I’ve been looking to hide transfer latencies in my OpenCL application for quite a while and I must say there is not much information regarding that subject. I finally succeeded yesterday. Here are some rules you need to follow:
1- You must use multiple command queues. Task in a single command queue are executed one at a time (in-order or out-of-order).
2- Your transfers must be to/from host pinned memory. This allow the GPU to access it directly on the PCIe bus and use DMA.
3- Using the built-in profiling features (ie. running “performance visual profiler”) will block transfer/kernel parallel execution. That was my main issue…
4- You must use events to explicitly define synchronization between tasks executed on different command queues. Also, you may activate out-of-order execution for a command queues. In that case, you must also take care to define synchronization between tasks in that queue.
I’m using a Tesla C1060 (“pre-fermi”). As far as I know, the only difference between pre-fermi and fermi (from a memory transfer point of view) is the fact that fermi cards have 2 DMA engines. This would allow 2 memory transfer at the same time while executing a kernel rather than just one. In that case, I presume you would need 3 command queues.
Also note that some older cards supporting gpgpu do not support async transfer during kernel execution. I think there is a fct call to confirm that the feature is present…

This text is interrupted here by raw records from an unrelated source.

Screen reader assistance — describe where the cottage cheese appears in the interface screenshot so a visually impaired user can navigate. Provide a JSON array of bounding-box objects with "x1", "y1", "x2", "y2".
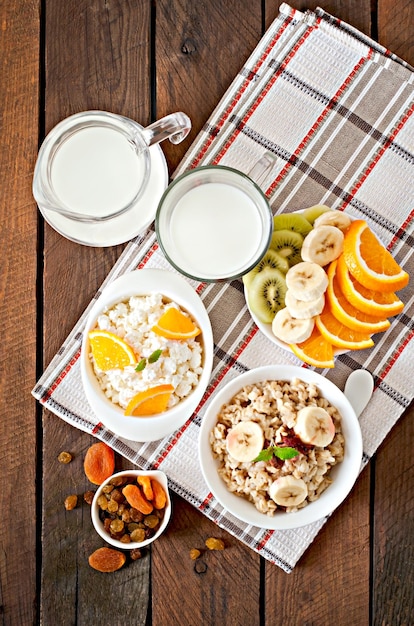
[{"x1": 90, "y1": 293, "x2": 203, "y2": 410}]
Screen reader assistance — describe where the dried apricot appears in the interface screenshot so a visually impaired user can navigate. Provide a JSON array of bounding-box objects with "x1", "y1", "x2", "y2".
[
  {"x1": 84, "y1": 442, "x2": 115, "y2": 485},
  {"x1": 88, "y1": 547, "x2": 126, "y2": 572},
  {"x1": 137, "y1": 475, "x2": 154, "y2": 501},
  {"x1": 151, "y1": 478, "x2": 167, "y2": 509},
  {"x1": 122, "y1": 484, "x2": 153, "y2": 515}
]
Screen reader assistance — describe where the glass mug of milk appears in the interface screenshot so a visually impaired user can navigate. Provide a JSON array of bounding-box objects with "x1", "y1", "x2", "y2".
[
  {"x1": 155, "y1": 154, "x2": 277, "y2": 282},
  {"x1": 33, "y1": 110, "x2": 191, "y2": 223}
]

Thanks, pobelzile, for your hints. However, it’s still unclear to how to force two different tasks from two different queues to execute concurrently. If I put one task in the event_wait_list of the other, they’ll be executed serially. If I leave event_wait_list empty, the tasks may be executed at any time / order, not necessarily in parallel. Or should I just use clWaitForEvents() and wait for both tasks to finish?

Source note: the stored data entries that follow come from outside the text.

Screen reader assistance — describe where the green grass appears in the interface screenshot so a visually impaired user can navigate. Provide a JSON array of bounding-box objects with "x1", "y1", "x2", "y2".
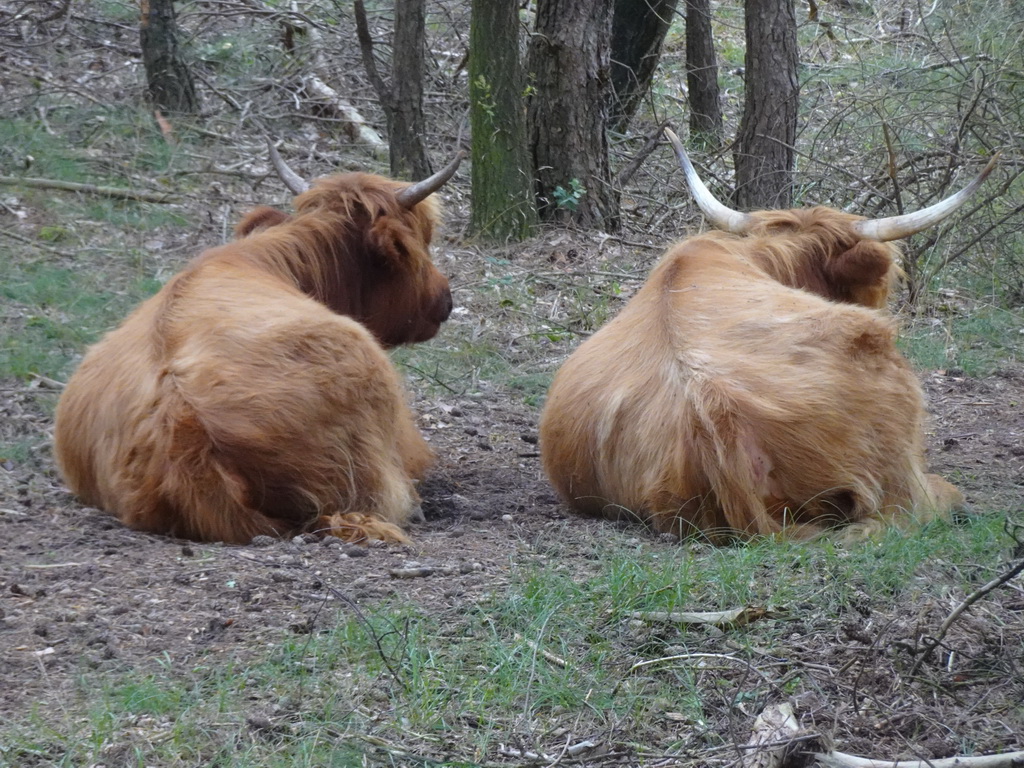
[
  {"x1": 0, "y1": 437, "x2": 38, "y2": 464},
  {"x1": 1, "y1": 108, "x2": 186, "y2": 189},
  {"x1": 395, "y1": 258, "x2": 634, "y2": 404},
  {"x1": 897, "y1": 302, "x2": 1022, "y2": 375},
  {"x1": 0, "y1": 260, "x2": 161, "y2": 381},
  {"x1": 1, "y1": 514, "x2": 1016, "y2": 767},
  {"x1": 0, "y1": 119, "x2": 94, "y2": 184}
]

I understand, but just like for pinned memory transfers, I’d like to know what I need to do to make it likely that the NVIDIA driver performs the data transfer in parallel to executing a kernel if the hardware supports it.
I realized the GPU Computing SDK 3.2 has a sample called “oclCopyComputeOverlap” which seems to answer all of my questions. The key is to issue explicit calls to clFlush() at the right places for the queues that contain the copy and compute items, respectively.